High-throughput DNA sequencing is a key data acquisition technology which enables dozens of important applications, from oncology to personalized diagnostics. We extended work presented last year to port additional portions of the standard genomics data processing pipeline to Flink. Our Flink-based processor consists of two distinct specialized modules (reader and writer) that are loosely linked via Kafka streams, thus allowing for easy composability and integration into already existing Hadoop workflows. To extend our work we had to manage the dynamical creation and detection of the data streams: the set of output files is not known in advance by the writer, which learns it at running time. Particular care had to be taken to handle the finite nature of the genomic streams: since we use some already existing Hadoop output formats, we had to properly handle the flow of end-of-streams markers through Flink and Kafka, in order to have the final output files correctly finalized.

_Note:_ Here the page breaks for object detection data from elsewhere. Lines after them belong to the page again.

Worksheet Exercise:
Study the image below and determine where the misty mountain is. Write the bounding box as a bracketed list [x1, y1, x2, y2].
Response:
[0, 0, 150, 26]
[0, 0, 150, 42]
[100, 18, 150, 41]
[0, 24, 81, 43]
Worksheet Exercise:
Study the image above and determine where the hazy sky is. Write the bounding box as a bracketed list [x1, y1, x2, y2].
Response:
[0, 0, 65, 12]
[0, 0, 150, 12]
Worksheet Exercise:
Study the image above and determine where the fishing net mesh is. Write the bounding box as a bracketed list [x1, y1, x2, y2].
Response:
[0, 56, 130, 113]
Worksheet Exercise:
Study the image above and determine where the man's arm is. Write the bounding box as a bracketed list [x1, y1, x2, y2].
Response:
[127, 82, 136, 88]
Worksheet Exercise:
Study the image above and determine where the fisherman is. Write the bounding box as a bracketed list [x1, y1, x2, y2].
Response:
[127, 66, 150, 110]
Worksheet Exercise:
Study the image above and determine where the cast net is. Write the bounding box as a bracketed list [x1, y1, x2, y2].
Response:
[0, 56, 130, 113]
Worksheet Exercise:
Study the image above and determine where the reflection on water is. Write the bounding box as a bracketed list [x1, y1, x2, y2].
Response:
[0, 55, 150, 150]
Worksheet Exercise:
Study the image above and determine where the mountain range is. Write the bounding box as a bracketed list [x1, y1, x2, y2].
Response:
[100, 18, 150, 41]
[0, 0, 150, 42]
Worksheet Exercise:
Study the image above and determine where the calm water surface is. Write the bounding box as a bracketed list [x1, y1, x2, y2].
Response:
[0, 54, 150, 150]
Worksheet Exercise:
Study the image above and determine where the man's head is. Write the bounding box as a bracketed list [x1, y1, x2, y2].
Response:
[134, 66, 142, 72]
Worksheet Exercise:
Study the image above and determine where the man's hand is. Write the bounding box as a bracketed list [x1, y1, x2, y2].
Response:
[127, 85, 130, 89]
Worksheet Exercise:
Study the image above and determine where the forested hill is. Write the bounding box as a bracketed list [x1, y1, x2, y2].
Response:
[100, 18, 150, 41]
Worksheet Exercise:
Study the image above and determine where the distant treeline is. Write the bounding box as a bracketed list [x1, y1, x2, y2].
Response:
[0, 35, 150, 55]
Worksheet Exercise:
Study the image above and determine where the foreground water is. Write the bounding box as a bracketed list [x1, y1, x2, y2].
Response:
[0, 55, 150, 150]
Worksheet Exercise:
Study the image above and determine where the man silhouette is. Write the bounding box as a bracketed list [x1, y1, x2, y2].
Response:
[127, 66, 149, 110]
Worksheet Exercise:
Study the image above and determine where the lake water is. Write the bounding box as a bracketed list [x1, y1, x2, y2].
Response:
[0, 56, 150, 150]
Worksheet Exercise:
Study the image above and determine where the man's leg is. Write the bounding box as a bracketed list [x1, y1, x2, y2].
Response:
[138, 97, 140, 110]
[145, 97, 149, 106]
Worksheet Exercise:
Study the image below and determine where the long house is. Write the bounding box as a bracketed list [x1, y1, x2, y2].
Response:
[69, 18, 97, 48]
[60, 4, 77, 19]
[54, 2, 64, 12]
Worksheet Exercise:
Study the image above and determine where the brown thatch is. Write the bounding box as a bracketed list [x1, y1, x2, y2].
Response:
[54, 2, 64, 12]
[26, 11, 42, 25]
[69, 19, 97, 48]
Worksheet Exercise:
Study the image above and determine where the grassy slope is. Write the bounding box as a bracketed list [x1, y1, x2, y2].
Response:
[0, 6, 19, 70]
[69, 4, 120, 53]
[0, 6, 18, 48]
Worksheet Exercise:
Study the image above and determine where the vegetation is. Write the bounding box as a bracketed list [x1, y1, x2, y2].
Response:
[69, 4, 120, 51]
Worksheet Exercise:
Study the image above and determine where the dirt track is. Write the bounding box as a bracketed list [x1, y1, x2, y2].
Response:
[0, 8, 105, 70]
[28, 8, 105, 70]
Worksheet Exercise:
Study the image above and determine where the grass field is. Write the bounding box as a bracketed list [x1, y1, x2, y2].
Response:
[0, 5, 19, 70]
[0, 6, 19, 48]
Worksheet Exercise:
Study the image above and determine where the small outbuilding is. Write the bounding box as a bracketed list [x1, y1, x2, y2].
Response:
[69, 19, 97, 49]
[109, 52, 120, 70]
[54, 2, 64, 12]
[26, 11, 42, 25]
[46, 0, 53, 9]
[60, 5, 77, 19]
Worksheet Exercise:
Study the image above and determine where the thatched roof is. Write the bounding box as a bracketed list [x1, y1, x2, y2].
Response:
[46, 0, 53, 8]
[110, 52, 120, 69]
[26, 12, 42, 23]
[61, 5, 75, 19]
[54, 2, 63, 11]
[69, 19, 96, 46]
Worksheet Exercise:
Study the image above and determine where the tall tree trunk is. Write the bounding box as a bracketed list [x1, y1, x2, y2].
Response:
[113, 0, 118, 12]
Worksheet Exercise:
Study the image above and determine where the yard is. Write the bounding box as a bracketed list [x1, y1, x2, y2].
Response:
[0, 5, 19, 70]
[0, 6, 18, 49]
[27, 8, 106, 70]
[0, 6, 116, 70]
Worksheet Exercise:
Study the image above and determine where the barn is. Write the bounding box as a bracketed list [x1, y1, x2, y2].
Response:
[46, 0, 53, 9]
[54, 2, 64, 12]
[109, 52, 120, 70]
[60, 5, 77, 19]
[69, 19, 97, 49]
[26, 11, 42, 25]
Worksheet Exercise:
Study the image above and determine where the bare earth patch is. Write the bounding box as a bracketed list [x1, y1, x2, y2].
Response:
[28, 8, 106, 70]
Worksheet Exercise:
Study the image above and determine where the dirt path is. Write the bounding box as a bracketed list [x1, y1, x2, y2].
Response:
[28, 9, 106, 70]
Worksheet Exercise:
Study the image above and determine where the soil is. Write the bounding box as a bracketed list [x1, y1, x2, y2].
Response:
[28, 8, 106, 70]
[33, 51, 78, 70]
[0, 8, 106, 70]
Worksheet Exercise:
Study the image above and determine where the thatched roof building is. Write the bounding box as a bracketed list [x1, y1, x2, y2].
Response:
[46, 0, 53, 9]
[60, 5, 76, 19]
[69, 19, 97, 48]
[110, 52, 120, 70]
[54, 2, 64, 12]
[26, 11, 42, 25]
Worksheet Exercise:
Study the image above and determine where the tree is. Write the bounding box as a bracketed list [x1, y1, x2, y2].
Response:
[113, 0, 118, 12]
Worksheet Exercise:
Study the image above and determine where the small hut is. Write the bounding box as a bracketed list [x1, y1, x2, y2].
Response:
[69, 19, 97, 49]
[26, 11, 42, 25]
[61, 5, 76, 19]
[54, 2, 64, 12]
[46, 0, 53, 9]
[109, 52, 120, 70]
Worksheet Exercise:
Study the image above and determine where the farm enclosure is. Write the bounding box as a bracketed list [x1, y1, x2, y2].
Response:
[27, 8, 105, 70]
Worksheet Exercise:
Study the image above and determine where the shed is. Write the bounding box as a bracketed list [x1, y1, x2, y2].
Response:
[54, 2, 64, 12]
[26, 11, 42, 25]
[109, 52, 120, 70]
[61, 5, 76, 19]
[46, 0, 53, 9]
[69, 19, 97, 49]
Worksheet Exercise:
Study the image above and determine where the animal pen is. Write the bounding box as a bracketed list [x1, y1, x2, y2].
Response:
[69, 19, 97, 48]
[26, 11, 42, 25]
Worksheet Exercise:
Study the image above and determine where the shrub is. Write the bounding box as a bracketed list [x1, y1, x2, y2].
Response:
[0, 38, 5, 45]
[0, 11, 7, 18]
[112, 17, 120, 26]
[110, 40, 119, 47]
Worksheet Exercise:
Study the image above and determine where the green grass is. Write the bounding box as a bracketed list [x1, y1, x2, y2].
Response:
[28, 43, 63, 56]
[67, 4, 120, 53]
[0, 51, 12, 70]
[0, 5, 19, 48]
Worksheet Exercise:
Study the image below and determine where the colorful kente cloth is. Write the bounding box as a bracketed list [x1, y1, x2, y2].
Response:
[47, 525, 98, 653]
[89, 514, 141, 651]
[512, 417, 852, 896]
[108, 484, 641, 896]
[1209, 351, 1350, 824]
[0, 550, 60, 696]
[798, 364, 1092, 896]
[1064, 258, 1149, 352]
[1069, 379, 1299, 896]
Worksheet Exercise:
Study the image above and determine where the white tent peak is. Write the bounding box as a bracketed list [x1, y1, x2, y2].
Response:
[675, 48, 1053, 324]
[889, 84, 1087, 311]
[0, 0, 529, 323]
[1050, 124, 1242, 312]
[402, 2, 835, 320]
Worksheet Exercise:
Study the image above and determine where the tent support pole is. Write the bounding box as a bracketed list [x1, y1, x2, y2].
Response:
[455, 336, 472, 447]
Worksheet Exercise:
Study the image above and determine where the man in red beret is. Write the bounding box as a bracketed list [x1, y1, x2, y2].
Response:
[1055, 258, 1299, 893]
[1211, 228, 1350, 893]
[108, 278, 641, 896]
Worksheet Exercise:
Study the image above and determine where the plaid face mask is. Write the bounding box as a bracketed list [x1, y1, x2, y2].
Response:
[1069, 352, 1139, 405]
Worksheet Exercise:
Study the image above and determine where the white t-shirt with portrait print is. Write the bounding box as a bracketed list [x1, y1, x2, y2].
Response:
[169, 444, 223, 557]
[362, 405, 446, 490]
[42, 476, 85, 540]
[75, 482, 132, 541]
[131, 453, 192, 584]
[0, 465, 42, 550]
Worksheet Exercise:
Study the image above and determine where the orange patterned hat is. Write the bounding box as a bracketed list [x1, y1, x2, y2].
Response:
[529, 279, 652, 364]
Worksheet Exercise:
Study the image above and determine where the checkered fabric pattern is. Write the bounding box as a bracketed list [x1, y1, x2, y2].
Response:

VIP High Class Call Girls Bikaner Anushka 8250192130 Independent Escort Servi...
Flink Forward Berlin 2017: Francesco Versaci - Integrating Flink and Kafka in the standard genomics pipeline
1. Flink in Genomics
Integrating Flink and Kafka in the standard genomic pipeline
F. VERSACI L. PIREDDU G. ZANETTI
– Flink Forward 2017 –
13 September 2017
Francesco Versaci (CRS4) Flink in Genomics 13 September 2017 1 / 19
2. CRS4
Centro di Ricerca, Sviluppo e Studi Superiori in Sardegna
CRS4
Research center in Sardinia, Italy
Focus on big data, biosciences, HPC, visual computing, energy and environment
Francesco Versaci (CRS4) Flink in Genomics 13 September 2017 2 / 19
4. Next-Generation Sequencing
Cost
Genome sequencing is now much cheaper than in the past
About 1000 euros per whole human genome
103
104
105
106
107
108
Cost[USD]
2001 2004 2007 2010 2013 2016
Year
(Data from https://www.genome.gov/sequencingcosts/)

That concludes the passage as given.